Crise énergétique
Posée le 26/03/2026 • Ministère interrogé : Premier ministre
Thierry Cozic SER
Sénateur — Sarthe
La question
✓ Réponse du gouvernement
Publiée le 26/03/2026
M. le président. La parole est à Mme la ministre déléguée chargée de l'énergie, porte-parole du Gouvernement.
Mme Maud Bregeon, ministre déléguée auprès du Premier ministre, porte-parole du Gouvernement, et ministre déléguée auprès du ministre de l'économie, des finances et de la souveraineté industrielle, énergétique et numérique, chargée de l'énergie. Monsieur le président, mesdames, messieurs les sénateurs, vous l'avez dit, monsieur le sénateur, des conséquences évidentes affectent la vie économique française. Il manque aujourd'hui 16 millions de barils par jour en raison de la fermeture du détroit d'Ormuz, par lequel transitent en temps normal 20 % du pétrole et 20 % du gaz à l'échelle mondiale.
Nous sommes tous conscients des répercussions de cette situation sur les familles françaises et, potentiellement, sur les secteurs économiques. Récemment encore, mes collègues et moi-même avons rencontré les agriculteurs, les pêcheurs et les transporteurs.
Il convient d'aborder l'évolution des prix avec une grande humilité. Vous évoquez le cours du baril : entre les valeurs d'hier et celles d'aujourd'hui, au gré des déclarations du président américain, une volatilité absolument inouïe s'observe et nous conduit, les uns et les autres, à la plus grande prudence dans nos prises de parole.
Nous avons rencontré les distributeurs à plusieurs reprises. Vous mentionnez l'encadrement des marges : nous ne sommes pas dans une économie administrée. Notre responsabilité, en revanche, consiste à nous assurer de l'absence de marge indue ou d'augmentation du niveau des marges par les distributeurs.

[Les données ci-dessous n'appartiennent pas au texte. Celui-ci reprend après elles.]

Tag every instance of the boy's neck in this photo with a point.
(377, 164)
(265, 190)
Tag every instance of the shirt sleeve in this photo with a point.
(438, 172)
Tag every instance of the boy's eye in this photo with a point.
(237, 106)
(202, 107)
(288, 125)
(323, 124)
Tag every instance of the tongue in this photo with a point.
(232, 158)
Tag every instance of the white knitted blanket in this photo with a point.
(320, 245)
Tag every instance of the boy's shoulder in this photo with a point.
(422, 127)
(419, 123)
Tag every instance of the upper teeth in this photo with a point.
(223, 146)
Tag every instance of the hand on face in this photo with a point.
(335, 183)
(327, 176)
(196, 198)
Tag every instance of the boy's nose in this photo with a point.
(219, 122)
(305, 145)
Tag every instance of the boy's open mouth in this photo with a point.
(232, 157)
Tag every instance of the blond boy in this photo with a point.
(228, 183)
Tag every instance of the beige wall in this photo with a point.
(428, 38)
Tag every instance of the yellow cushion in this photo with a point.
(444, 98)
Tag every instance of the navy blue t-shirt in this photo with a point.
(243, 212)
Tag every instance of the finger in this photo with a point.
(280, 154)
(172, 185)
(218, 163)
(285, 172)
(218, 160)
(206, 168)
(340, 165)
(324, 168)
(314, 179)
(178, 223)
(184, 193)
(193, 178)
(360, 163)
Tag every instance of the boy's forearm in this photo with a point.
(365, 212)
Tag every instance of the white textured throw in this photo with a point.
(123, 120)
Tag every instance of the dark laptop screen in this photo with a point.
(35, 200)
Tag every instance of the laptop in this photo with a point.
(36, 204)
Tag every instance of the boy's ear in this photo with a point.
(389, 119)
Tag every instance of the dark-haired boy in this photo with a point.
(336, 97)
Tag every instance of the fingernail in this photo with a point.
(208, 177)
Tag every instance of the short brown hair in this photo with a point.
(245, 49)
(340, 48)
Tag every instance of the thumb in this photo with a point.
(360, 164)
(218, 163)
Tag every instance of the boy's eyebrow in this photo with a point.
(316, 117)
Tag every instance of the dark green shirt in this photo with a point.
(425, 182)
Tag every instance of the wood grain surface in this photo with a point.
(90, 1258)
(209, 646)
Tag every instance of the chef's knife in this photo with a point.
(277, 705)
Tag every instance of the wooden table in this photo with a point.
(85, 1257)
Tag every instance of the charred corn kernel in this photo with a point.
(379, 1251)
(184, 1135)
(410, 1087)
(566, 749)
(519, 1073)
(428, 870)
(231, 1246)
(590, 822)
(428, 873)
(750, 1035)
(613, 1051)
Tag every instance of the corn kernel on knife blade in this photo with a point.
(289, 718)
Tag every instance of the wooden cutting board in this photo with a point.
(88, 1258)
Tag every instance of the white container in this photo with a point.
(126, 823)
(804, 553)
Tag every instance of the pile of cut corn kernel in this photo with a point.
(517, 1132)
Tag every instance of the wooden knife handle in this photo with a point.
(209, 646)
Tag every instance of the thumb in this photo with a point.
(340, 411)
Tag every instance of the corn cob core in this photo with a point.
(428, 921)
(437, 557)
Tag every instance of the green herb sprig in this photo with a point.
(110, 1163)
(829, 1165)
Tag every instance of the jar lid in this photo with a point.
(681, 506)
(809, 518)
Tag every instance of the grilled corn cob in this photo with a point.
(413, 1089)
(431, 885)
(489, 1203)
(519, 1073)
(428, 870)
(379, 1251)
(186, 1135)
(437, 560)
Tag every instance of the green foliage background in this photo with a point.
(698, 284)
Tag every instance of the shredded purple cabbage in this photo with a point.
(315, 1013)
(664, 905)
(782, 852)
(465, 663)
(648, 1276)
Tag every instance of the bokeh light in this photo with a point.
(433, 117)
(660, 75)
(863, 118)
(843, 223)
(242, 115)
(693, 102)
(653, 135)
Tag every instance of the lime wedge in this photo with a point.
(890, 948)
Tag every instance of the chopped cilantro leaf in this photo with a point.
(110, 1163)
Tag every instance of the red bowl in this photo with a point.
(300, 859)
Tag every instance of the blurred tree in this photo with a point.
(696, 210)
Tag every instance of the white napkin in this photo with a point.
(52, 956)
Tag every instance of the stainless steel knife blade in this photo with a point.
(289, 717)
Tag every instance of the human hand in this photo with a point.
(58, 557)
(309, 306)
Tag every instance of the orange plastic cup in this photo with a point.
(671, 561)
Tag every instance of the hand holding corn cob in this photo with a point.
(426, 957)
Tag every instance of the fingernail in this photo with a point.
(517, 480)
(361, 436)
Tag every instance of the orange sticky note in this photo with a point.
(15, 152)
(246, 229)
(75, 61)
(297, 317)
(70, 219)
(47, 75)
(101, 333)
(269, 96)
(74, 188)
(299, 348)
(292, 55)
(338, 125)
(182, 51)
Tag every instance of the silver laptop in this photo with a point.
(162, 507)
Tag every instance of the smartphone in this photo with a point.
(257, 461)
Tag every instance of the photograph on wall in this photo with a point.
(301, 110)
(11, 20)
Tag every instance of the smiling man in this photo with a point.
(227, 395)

C'est ce que nous vérifions quotidiennement avec mon collègue Serge Papin.
En l'occurrence, d'après toutes les mesures à notre disposition - et nous avons les remontées des prix sur tout le territoire national, station-service par station-service -, aucune augmentation indue des marges n'a été constatée de la part des distributeurs.
De même, nous veillons à ce que la répercussion des baisses du cours du baril de Brent à la pompe se fasse aussi rapidement que pour les hausses.
Enfin, nous agissons pour accompagner les secteurs économiques. Un certain nombre d'entre eux - le Premier ministre vient de le dire - ne peuvent attendre. Je le répète, ce que nous avons présenté ne vaut pas solde de tout compte. Nous commençons par les accompagner avec des mesures sur la trésorerie, des reports possibles de charges fiscales et sociales et la mobilisation du secteur bancaire. Celui-ci s'engage à suivre, situation par situation, les entreprises, notamment les très petites entreprises (TPE) et les petites et moyennes entreprises (PME) en difficulté, pour leur apporter, là encore, des solutions. Nous resterons bien évidemment mobilisés.
Je conclurai par un mot concernant le déficit public, que nous devons maintenir à 5 %. Cet objectif revêt une grande importance, car c'est ce qui nous permettra d'investir, notamment dans la transition énergétique.
M. le président. Il faut conclure.
Mme Maud Bregeon, ministre déléguée. L'argent magique n'existe pas.
M. Thierry Cozic. Ce n'est pas le sujet !
Mme Maud Bregeon, ministre déléguée. Ce que le consommateur ne paie pas aujourd'hui, le contribuable le paiera demain. Je ne le dis pas spécifiquement à votre attention, monsieur le sénateur, mais il me semble utile de le rappeler. (Applaudissements sur les travées du groupe RDPI.)